The pace of the book was gentle and I’d describe it as charming rather than the more intense book I was expecting. The plot held my attention, but although I was entertained all the way through I didn’t encounter anything that really bowled me over.

The narratives of the women were well done, but I found the male characters to be less convincing and almost boring in places. Bernard’s section was the weakest and I question its inclusion in the book.

I also found the book lacked vivid descriptions – I couldn’t picture the Jamaican scenes and I’d have had no idea where in the world they were if I hadn’t been told. These are minor quibbles really – a 560 page book has to be very good to provide an interesting plot throughout.

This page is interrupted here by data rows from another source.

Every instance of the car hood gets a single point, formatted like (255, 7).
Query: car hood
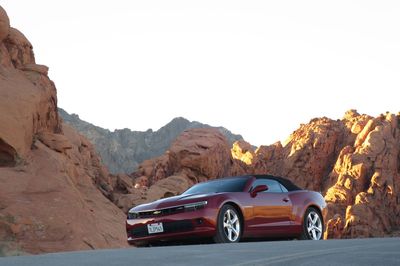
(171, 202)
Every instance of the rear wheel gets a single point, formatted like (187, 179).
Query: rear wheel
(229, 227)
(312, 225)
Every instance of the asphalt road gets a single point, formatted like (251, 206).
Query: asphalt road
(377, 251)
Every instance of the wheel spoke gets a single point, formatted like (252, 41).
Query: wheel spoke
(235, 232)
(315, 218)
(314, 234)
(230, 234)
(228, 212)
(234, 219)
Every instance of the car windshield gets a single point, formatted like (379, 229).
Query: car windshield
(221, 185)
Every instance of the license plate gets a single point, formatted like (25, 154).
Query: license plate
(155, 228)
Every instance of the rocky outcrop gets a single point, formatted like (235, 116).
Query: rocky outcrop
(53, 188)
(354, 162)
(196, 155)
(123, 150)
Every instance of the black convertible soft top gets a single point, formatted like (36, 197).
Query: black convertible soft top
(284, 181)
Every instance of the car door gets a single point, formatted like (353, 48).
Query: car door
(271, 209)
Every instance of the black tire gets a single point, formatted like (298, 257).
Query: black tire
(223, 235)
(317, 233)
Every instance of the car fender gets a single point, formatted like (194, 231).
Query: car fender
(302, 200)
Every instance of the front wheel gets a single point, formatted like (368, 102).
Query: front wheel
(312, 225)
(228, 225)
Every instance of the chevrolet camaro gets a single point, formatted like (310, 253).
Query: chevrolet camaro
(228, 210)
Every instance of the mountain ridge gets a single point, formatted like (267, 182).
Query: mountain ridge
(122, 150)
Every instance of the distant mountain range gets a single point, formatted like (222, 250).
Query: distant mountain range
(123, 149)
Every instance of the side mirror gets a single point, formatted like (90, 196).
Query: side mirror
(258, 189)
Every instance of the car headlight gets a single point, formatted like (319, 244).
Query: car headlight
(133, 215)
(195, 206)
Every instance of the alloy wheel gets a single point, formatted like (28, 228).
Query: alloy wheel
(314, 226)
(231, 225)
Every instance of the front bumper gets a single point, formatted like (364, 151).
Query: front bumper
(192, 224)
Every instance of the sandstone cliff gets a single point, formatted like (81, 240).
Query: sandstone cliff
(123, 150)
(354, 162)
(52, 186)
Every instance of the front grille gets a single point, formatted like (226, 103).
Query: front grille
(169, 227)
(156, 213)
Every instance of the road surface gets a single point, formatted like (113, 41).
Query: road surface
(377, 251)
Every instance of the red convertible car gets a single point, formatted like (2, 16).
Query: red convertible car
(229, 210)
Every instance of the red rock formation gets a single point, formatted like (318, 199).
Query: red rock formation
(196, 155)
(52, 185)
(354, 162)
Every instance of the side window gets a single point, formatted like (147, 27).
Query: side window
(273, 185)
(283, 188)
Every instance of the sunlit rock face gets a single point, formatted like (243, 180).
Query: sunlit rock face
(353, 162)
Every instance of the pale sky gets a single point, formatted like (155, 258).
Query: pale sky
(258, 68)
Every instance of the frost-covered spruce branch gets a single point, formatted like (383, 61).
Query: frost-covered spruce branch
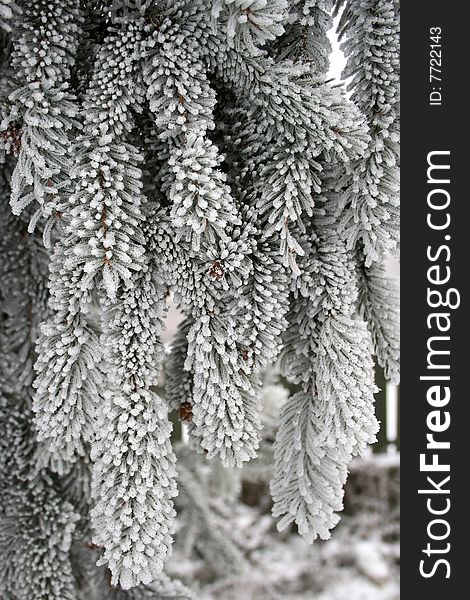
(305, 36)
(42, 107)
(370, 198)
(36, 520)
(327, 350)
(101, 244)
(368, 204)
(225, 395)
(133, 474)
(205, 136)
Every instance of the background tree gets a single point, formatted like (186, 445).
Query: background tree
(190, 152)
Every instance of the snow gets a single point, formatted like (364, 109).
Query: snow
(360, 562)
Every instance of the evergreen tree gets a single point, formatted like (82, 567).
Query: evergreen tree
(194, 152)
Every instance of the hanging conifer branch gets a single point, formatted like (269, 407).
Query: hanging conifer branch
(43, 108)
(191, 152)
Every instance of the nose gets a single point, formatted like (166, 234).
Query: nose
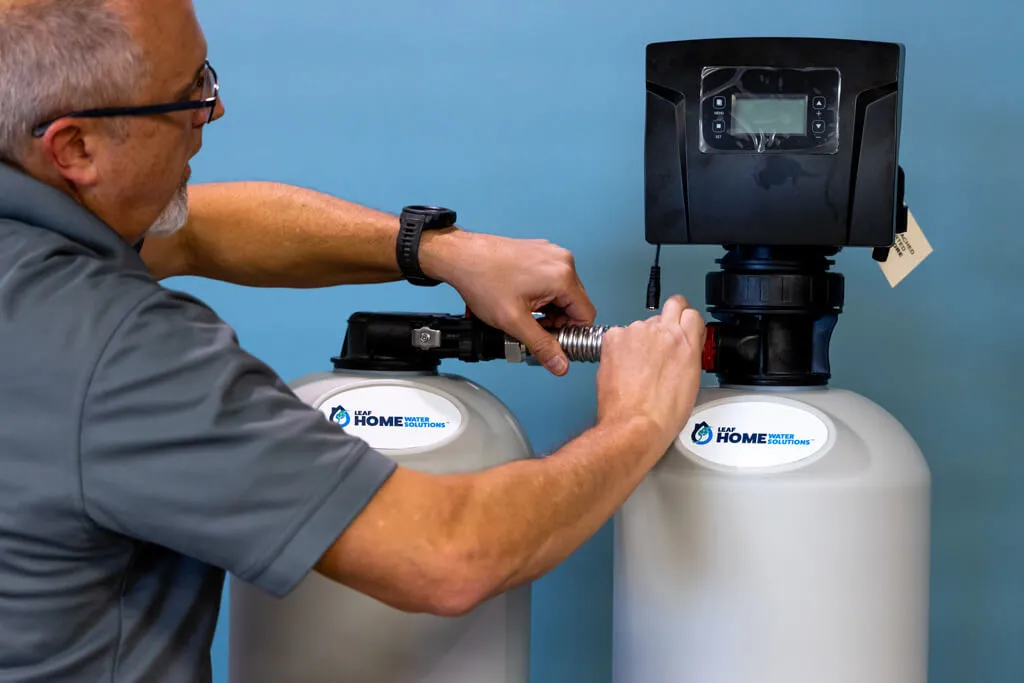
(219, 110)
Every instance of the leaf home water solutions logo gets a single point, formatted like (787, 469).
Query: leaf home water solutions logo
(702, 434)
(340, 417)
(343, 418)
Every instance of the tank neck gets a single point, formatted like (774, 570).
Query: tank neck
(775, 309)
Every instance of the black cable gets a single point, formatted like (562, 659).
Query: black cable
(654, 284)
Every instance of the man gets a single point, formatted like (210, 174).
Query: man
(143, 454)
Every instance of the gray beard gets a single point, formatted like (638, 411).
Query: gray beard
(174, 215)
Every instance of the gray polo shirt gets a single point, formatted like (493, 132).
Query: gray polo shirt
(142, 454)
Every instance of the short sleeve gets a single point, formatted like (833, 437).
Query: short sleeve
(189, 442)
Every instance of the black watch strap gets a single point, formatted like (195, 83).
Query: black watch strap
(414, 220)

Recommended to the few people that haven’t already read it!

I have reserved a copy of The Long Song from the library and will be interested to see if it is good enough to win this year’s Orange prize.

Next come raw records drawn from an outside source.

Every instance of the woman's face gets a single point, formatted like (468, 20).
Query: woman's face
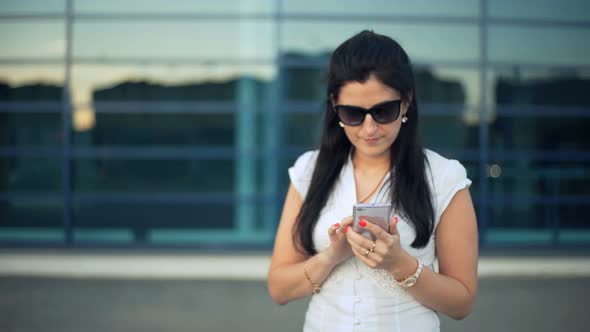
(370, 138)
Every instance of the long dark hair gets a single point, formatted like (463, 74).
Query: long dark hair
(361, 56)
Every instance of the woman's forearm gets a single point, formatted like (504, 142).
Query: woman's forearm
(440, 292)
(288, 282)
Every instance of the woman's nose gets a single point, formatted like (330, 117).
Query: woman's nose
(369, 124)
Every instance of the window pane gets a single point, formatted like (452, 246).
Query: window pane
(548, 133)
(189, 40)
(448, 132)
(438, 85)
(139, 218)
(542, 87)
(428, 42)
(159, 130)
(23, 174)
(183, 6)
(8, 7)
(30, 129)
(539, 45)
(383, 7)
(525, 177)
(141, 176)
(575, 10)
(33, 40)
(303, 130)
(22, 221)
(31, 82)
(138, 82)
(540, 109)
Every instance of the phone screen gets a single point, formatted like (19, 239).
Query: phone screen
(377, 213)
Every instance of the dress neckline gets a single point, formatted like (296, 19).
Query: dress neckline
(352, 192)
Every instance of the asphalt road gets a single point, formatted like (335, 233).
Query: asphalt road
(45, 304)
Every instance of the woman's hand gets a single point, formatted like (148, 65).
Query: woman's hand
(383, 253)
(339, 249)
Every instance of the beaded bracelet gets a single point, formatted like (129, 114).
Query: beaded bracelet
(316, 287)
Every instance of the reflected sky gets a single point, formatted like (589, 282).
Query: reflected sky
(98, 42)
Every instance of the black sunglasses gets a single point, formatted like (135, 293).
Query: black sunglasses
(384, 112)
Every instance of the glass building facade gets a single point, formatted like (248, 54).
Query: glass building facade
(173, 123)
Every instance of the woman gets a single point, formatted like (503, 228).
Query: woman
(370, 153)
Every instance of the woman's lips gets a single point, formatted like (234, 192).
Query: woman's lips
(371, 140)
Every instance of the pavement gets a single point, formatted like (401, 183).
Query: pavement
(123, 291)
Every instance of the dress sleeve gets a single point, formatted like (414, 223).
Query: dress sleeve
(453, 180)
(300, 173)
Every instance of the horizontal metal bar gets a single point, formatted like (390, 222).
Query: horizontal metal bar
(301, 16)
(511, 199)
(216, 107)
(164, 107)
(31, 107)
(229, 198)
(192, 153)
(539, 155)
(541, 111)
(139, 198)
(49, 198)
(230, 153)
(283, 61)
(32, 152)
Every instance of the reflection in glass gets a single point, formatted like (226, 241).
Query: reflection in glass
(148, 175)
(141, 218)
(575, 10)
(9, 7)
(30, 129)
(170, 40)
(34, 175)
(384, 7)
(30, 221)
(40, 39)
(183, 7)
(159, 130)
(424, 43)
(539, 45)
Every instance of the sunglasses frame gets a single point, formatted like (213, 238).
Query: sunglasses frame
(372, 111)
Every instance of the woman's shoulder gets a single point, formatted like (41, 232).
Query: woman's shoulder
(438, 162)
(442, 168)
(307, 160)
(302, 170)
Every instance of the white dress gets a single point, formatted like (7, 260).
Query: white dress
(355, 297)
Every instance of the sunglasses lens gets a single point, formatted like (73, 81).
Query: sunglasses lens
(386, 112)
(350, 115)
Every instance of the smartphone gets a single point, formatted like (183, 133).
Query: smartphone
(377, 213)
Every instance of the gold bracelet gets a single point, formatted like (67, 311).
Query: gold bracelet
(316, 287)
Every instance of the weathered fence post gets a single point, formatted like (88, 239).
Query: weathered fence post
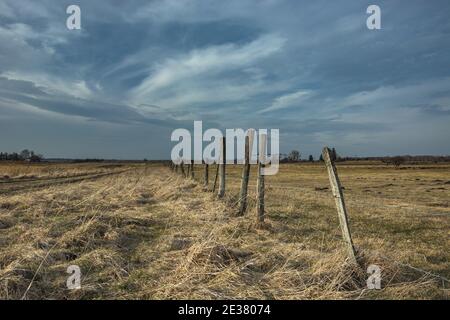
(340, 203)
(222, 161)
(260, 183)
(206, 176)
(245, 173)
(182, 168)
(215, 178)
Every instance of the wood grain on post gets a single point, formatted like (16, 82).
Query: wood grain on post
(245, 177)
(206, 175)
(215, 178)
(260, 213)
(182, 168)
(222, 160)
(340, 203)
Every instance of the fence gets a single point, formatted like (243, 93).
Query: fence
(242, 202)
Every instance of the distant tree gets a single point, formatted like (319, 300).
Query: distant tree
(25, 154)
(398, 161)
(14, 156)
(35, 157)
(294, 156)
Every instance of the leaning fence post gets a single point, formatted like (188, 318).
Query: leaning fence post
(340, 203)
(222, 161)
(260, 182)
(245, 175)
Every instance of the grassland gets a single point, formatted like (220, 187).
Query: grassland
(148, 233)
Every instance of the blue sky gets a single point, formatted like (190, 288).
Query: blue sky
(139, 69)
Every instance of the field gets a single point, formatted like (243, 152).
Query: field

Have you read Small Island?

Which is the best Andrea Levy book you have read?

2009 Books in Translation Other Prizes

The Solitude of Prime Numbers – Paolo Giordano

 Translated from the Italian by Shaun Whiteside

Winner of the Premio Strega 2008, Italy’s premier literary award.

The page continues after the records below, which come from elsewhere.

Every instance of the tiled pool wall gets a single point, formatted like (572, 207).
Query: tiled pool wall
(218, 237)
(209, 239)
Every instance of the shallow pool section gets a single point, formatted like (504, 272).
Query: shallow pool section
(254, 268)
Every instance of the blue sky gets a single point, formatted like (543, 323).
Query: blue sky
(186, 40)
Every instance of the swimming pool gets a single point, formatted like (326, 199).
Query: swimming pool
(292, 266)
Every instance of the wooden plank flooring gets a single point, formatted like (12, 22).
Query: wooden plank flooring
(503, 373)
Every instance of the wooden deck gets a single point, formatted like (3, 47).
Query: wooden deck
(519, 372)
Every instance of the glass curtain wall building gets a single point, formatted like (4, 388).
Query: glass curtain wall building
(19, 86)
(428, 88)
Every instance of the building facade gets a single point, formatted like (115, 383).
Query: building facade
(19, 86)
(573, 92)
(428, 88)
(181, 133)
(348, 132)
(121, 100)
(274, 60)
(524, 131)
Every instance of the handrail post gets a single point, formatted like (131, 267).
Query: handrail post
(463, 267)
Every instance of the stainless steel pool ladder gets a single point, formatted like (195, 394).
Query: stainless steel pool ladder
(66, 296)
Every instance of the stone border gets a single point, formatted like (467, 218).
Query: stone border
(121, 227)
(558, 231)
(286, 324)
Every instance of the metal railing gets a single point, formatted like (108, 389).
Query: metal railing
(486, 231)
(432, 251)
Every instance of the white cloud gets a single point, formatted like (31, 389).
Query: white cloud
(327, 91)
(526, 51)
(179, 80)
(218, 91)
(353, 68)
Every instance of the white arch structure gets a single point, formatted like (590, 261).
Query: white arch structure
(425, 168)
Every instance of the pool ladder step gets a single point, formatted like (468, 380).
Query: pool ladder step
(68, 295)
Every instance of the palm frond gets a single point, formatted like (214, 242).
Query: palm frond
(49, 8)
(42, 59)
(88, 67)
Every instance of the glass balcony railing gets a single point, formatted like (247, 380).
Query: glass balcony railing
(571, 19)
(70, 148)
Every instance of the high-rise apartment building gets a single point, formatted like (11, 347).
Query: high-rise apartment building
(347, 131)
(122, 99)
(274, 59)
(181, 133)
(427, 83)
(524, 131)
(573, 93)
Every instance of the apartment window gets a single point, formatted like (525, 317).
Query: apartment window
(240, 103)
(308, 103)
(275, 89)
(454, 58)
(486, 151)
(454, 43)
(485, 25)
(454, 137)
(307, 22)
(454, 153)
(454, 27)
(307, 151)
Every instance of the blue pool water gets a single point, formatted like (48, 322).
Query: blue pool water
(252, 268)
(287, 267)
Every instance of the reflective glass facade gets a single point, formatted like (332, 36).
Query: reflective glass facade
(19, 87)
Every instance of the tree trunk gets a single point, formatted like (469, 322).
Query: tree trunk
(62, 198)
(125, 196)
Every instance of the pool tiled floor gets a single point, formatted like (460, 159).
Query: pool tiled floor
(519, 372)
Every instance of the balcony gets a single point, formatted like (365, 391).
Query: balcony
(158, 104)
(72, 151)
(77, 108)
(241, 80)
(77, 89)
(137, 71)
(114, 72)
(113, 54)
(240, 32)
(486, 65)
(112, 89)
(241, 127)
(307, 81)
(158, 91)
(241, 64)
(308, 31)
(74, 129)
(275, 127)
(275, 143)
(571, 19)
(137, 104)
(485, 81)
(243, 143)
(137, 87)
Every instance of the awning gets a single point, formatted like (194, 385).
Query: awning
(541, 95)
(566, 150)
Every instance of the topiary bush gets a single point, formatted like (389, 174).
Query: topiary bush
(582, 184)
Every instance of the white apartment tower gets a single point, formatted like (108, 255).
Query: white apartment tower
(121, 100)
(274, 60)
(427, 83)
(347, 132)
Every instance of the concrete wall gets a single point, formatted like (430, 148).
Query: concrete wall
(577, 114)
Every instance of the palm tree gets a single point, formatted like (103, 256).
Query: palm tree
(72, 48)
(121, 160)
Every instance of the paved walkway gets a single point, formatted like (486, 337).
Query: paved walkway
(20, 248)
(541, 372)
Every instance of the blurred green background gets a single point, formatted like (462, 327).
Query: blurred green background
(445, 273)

Paolo Giorgdano is the youngest author to win the Premio Strega – he was just 26 when he was awarded the prize. There has been a lot of publicity around this and so I was keen to see how he managed such a remarkable achievement.

The title and the five literary awards this book has won led me to think I’d find a complex literary novel with a mathematical element, so was very surprised to discover that The Solitude of Prime Numbers is actually a light, coming-of-age story with elements more associated with a thriller.

The book centres on two children – one wracked with guilt after abandoning his sister, the other suffering from anorexia. They form a bond with one another, but this relationship is strained as they progress through their teenage years.

The Solitude of Prime Numbers was a real page-turner and I read it in a single sitting. The plot was fast paced and well structured, but I was surprised that this book was so highly acclaimed – it was an enjoyable read, but it lacked the depth I expected from a multiple award winner. The writing was simple, but precise and there were many sections where his talent shone through, but at the end of the book I was left with a “is this it?” feeling.

A small section compared the two children to prime numbers, but this felt out of place compared to the rest of the book. I’m not sure why a simple piece of mathematics has amazed so many people – perhaps it is that scientist in me coming through again, but I thought it was just a bit cheesy.

2760889966649. He put the lid back on the pen and set it down next to the paper. Twothousandsevenhundredandsixtybillioneighthundred andeightyninemillionninehundredandsisxtysixthousandsixhundredandfortynine, he read out loud. Then again, under his breath, as if to appropriate that toungue-twister to himself. He decided that number would be his. He was sure that no one else in the world, no one else in the whole history of the world, had ever stopped to consider that number. Probably, until then, no one had ever written it down on a piece of paper, let alone spoken it out loud.

I thought it was appropriate to review this book after my post on author age yesterday as this is another example of a book where a younger author has failed to impress me.

Overall, I thought it was a reasonably enjoyable light thriller, but it is nothing special.

This is by no means a perfect novel, but it’s an extraordinarily human one. Reading Matters 

….a phenomenal read. Rob Around Books

…a beautiful story which shows just how a traumatic childhood can scar us for life. Bibliophile by the Sea

Have you read The Solitude of Prime Numbers ?

Were you surprised by the contents of the book?